Adapting to a flexible workforce
Flexible working has long been associated with working mums, but Timewise set out to debunk the mum myth. They carried out a survey revealing 87% of the UK’s full-time workforce either work flexibly or want to do so. 57% said it gives them more control over their work/life balance, 32% said it allowed them to enjoy leisure or study time, 29% said it helped them with caring duties and 20% said it helped work fit with personal commitments. There are multiple reasons why flexible working is on the up, some are born out of personal commitments and some from personal preferences. But regardless of age or gender, flexible working requirements are on the up.
This has inevitably given rise to new attitudes towards the workplace. People place far more value on a company’s flexible working culture and the workplace accommodating a flexible lifestyle and career. With company’s recognising this, perks such as flexible working hours have become increasingly prevalent giving employees the autonomy to manage their own time and define a working arrangement that supports their lifestyle. In fact, nearly a third of workers would prefer flexible working to a pay rise.

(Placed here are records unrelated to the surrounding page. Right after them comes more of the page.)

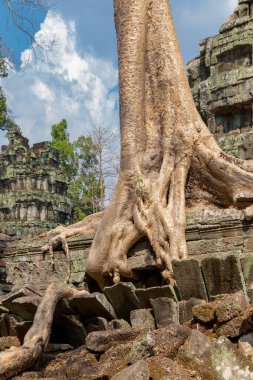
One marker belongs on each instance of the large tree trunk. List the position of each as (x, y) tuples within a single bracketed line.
[(18, 359), (165, 148), (169, 158)]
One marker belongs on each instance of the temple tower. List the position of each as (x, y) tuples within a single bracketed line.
[(221, 79), (33, 190)]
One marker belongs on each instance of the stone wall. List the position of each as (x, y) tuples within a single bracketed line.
[(220, 260), (33, 190), (221, 79)]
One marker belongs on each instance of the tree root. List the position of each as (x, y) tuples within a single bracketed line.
[(17, 359), (59, 236)]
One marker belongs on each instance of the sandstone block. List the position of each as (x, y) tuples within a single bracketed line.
[(74, 329), (231, 307), (165, 311), (185, 309), (8, 342), (237, 326), (118, 324), (139, 370), (189, 279), (96, 324), (169, 339), (228, 363), (101, 341), (145, 295), (123, 298), (204, 312), (95, 305), (222, 275), (165, 368), (142, 319)]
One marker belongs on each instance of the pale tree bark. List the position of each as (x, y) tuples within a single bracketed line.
[(169, 159), (18, 359)]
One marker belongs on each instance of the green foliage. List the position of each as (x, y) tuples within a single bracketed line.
[(60, 141), (5, 120), (85, 187), (80, 164)]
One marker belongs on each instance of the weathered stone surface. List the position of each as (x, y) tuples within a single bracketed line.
[(122, 297), (185, 309), (245, 345), (194, 354), (237, 326), (164, 368), (145, 295), (189, 279), (95, 305), (142, 319), (222, 275), (169, 339), (103, 340), (139, 370), (118, 324), (231, 307), (25, 307), (8, 342), (142, 346), (228, 363), (33, 189), (165, 311), (205, 312), (69, 366), (74, 330), (96, 324)]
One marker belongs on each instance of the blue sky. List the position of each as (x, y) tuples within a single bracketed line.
[(81, 85)]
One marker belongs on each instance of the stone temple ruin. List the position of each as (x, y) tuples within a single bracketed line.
[(221, 79), (145, 327), (33, 190)]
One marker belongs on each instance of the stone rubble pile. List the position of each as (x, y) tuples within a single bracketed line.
[(128, 333)]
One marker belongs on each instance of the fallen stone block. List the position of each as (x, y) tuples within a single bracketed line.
[(228, 362), (7, 300), (145, 295), (139, 370), (195, 355), (205, 312), (25, 307), (237, 326), (165, 311), (123, 298), (94, 305), (222, 275), (169, 339), (231, 306), (118, 324), (101, 341), (74, 330), (185, 309), (142, 319), (96, 324), (8, 342), (165, 368), (189, 279)]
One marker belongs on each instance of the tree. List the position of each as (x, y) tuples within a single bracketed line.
[(23, 15), (169, 161), (60, 141), (106, 146), (5, 118), (84, 189)]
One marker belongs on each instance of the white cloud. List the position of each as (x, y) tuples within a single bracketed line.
[(76, 86)]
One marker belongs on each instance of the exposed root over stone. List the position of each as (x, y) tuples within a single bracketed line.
[(18, 359)]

To facilitate flexible working and enhance the remote working experience, a company needs to engrain flexibility into its operations. As technology has advanced, software and programs have simultaneously developed that can help facilitate remote working. Slack and Skype have made working with remote colleagues, even remote teams, simple and free. Programs such as Asana, a hybrid task and project management tool, allows users to manage and track multiple projects with ease. Google Drive allows users to share and upload files as well as create and edit documents live. By simply integrating these systems, remote work can be made much more efficient.
Not only do flexible arrangements benefit employees, but also employers. Research from the CIPD has shown implementing flexible working practices improves staff engagement, motivation and loyalty. It is an active way to show employees you recognize they have commitments outside of work. 66.8% of employers reported improved employee retention and 65.9% reported increased engagement. This undoubtedly saves business time and money too.

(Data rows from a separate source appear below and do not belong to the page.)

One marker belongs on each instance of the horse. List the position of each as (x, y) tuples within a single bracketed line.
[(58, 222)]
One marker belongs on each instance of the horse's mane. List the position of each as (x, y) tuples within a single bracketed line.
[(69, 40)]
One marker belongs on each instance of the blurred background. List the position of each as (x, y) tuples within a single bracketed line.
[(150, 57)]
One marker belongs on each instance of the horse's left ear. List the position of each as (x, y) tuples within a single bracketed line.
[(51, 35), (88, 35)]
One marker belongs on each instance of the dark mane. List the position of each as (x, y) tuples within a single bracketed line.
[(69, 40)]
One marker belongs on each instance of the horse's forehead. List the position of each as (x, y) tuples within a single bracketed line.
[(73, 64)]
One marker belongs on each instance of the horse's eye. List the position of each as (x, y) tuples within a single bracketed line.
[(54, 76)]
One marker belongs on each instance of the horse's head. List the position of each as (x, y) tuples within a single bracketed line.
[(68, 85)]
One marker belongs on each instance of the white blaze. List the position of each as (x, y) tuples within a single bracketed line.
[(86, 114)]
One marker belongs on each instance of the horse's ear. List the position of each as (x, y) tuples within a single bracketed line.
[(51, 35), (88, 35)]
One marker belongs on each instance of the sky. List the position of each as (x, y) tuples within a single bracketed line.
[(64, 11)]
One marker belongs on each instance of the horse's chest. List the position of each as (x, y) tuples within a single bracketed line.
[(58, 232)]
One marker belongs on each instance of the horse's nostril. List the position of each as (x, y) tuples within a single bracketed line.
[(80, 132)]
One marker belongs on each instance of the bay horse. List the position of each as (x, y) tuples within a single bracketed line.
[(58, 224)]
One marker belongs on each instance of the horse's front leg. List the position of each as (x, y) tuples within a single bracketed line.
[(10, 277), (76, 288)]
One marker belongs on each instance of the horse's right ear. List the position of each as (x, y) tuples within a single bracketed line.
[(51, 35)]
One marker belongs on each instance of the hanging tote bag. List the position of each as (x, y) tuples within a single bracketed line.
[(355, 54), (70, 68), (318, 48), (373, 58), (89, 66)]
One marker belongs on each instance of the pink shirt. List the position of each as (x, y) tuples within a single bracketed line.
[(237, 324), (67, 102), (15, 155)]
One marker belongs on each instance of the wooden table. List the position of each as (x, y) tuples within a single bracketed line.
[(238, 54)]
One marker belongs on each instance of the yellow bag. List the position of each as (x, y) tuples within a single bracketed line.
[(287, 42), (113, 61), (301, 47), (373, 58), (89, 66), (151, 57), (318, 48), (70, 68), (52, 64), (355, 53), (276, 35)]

But accommodating and adapting to a flexible workforce goes further than just having flexible hours and using different programmes. Companies need to learn to embed flexibility into its structure to truly benefit from the flexible workforce and access highly skilled talent. To manage this external workforce effectively, companies need to redesign their roles and look beyond traditional organizational constructs I.E. a full time employee fills a permanent job, and realise that in order to access the highly skilled talent the format of employment needs to change and adapt. Freelance workers need to be used for the core operations of a business. As talent and skills gaps grow, as many as 40 percent of companies experience shortages that affect their ability to adapt and innovate. Utilising freelancers creates the flexibility to meet business goals and allow scalability to meet fluctuating demand.
Ultimately, the workforce is changing. If companies do not adapt they will not only miss out on talent but also miss out the undeniable benefits this flexible, highly skilled and agile workforce can offer. As the world becomes more fast paced, a company in this business environment needs to be agile and an agile, flexible workforce can facilitate this. But accommodating this workforce goes much further than adjusting hours. It incorporates integral organisational and structural changes. And the reluctance to make these changes will not only have detrimental effects on talent attraction, but in an increasingly fast paced business environment, a resistance to agility will lead to the demise of business as a whole.